Guillermo Cabrera Infante, Mea Cuba, Plaza y Janés, Barcelona, 1992.
“The Politics and Prose of Gabriel García Márquez”, Newsweek, 6 de mayo de 1996, pp. 39–47.
Diario La Jornada, México, 2, 3, 15 y 28 de enero de 1999.
Notas
1. No resisto la tentación de reproducir aquí una breve nota aparecida en el diario Mural, de Guadalajara, el 16 de abril del 2001: “Todo por Leer:¡Ay, Saramago! Sería formidable que un autor distinguido por el capricho de la Academia Sueca decidiera omitirse de la vida pública y de la creación literaria y pasar el resto de sus días gastando a placer las coronas que le reportara el galardón y los miles y miles de dólares por regalías de sus libros. Es lo que se antoja luego de leer La caverna, de José Saramago (Azinhaga, 1922), una lamentable novela debidamente lanzada con todo el aparato que en la prensa acompaña a cada estornudo de este comunista buena onda últimamente atareado en ser una especie de Facundo Cabral portugués del zapatismo.
Y es una lástima que a un autor capaz de haberle plantado un “no” a la historia en su Historia del cerco de Lisboa, entendedor sin par de Ricardo Reis al punto de vestir sus trajes y vivir su último año en una novela soberbia, ciego lucidísimo que ensayó una parábola desmesurada y fundamental para explicar la condición humana al final del siglo XX, sencillamente se le hayan terminado los recursos y empiece a repetirse de tan fea manera en obsesiones que uno supone estimuladas por la voracidad editorial y por la necedad de estar sacando libros.

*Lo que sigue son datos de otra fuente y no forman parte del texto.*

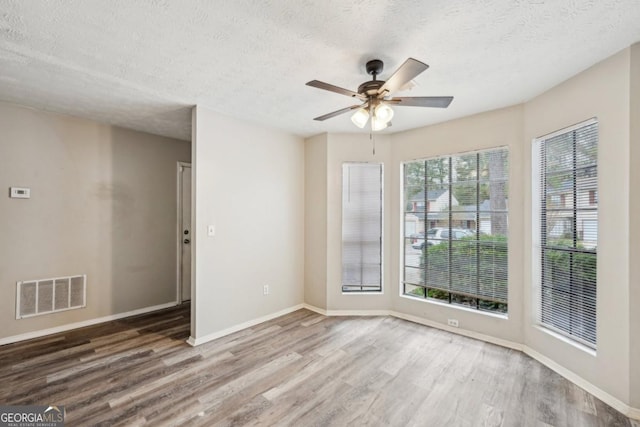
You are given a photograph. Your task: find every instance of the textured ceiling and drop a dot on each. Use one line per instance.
(143, 64)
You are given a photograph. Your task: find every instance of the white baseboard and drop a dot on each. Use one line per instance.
(610, 400)
(210, 337)
(315, 309)
(464, 332)
(564, 372)
(82, 324)
(346, 312)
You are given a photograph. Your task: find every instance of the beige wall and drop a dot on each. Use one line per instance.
(634, 227)
(103, 203)
(315, 226)
(603, 92)
(249, 184)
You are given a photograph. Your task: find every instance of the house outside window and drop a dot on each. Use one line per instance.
(455, 251)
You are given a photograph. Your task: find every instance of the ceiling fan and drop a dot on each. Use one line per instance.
(375, 95)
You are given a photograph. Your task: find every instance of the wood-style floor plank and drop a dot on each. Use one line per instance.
(302, 369)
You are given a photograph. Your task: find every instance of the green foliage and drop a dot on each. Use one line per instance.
(479, 267)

La caverna es una novela que bien podría descontarse de la obra de Saramago sin que nada se perdiera: aunque de pronto asome un rayo de lucidez poética (casi inevitable en la prosa con que el autor, justo es reconocerlo, logra seguir el paso imparable del pensamiento, lo que no es poca cosa), lo cierto es que la trama y sus resultados son tan irrelevantes como arrogante es el cometido que en presentaciones y entrevistas ha promulgado este propagandista de Marcos: que se trata de la metáfora del mundo en que vivimos. Qué pena que su manía mesiánica tenga a Saramago ya tan lejos de la literatura. La caverna, José Saramago, Alfaguara, 2000 (JIC).”
2 Paradójicamente, Norberto Fuentes es autor de Hemingway en Cuba (Letras Cubanas, 1984), prologado por Gabriel García Márquez. Como es bien sabido, Hemingway era también un gran admirador de Fidel Castro.
3 “La etiqueta [América Latina] se imprimió en Francia en el siglo pasado y luego la pegaron con cola eterna en los Estados Unidos, nación gobernada por un complejo de culpa colectivo. En 1880 se sentían tan culpables de haberse apropiado el nombre de América para uso exclusivo que nos untaron de Latine, que venía de París como un perfume raro. ¿Quién es latino en América Central? ¿Qué romano delicado cabalga eternamente los pagos de la pampa? ¿Dónde está el Lacio en América del Sur? […] América Latina no es más que esa noción de geopolítica que declara más fácil conquistar un país que un continente, como descubrió Bolívar hace más de un siglo.” Guillermo Cabrera Infante, “El español y la literatura”, Mea Cuba, Plaza y Janés, Barcelona, 1992, pp. 463–469.